Is there some reason that you seem to feel the need to go into multiple threads to post things like this? It seems to add nothing to the thread but to bash and say the same things.


----------



## Bista-Buster (Apr 15, 2006)

Bash? No. Seems to me that you guys have been doing this without my help for quite some time.:grin: 

So far, I haven't heard a lot of positive stuff pertaining to this machine and that includes from DirecTV. Even a few of those people of whom I talked to hated the machines.

There seems to be more negatives than positives. I'm sure this machine would be absolutely wonderful if there were no other machines to compare it to. Also, it could become a fine machine if you put the right people in charge not to mention listening to their customers inputs. Apparently DirecTv has shown otherwise. They do what they wanna do.

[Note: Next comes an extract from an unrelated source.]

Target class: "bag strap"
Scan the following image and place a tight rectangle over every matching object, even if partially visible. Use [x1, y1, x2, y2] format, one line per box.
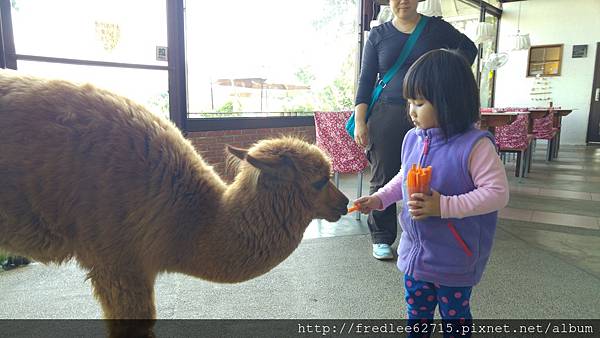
[367, 15, 429, 115]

So, you tell me. Does this unit work just fine or are there flaws in the software design? You tell me. Am I misunderstanding this unit? This is all about the R-15 and whether or not it should be out in the market yet. I think not yet. I feel that it still is in the beta test mode. They rushed this out.


----------



## Clint Lamor (Nov 15, 2005)

Bista-Buster said:


> Bash? No. Seems to me that you guys have been doing this without my help for quite some time.:grin:
> 
> So far, I haven't heard a lot of positive stuff pertaining to this machine and that includes from DirecTV. Even a few of those people of whom I talked to hated the machines.
> 
> ...


Yes there ar problems, problems that are being addressed. There are many positives to the machine even based on it's competition. I have Tivo also and like both machine. Simply though there is no need for you to go in a thread and tell people send any unit back and that everyone thinks it's crap or whatever. You have legit things to add thats cool but not every thread you post in is the place to blow off about it.


----------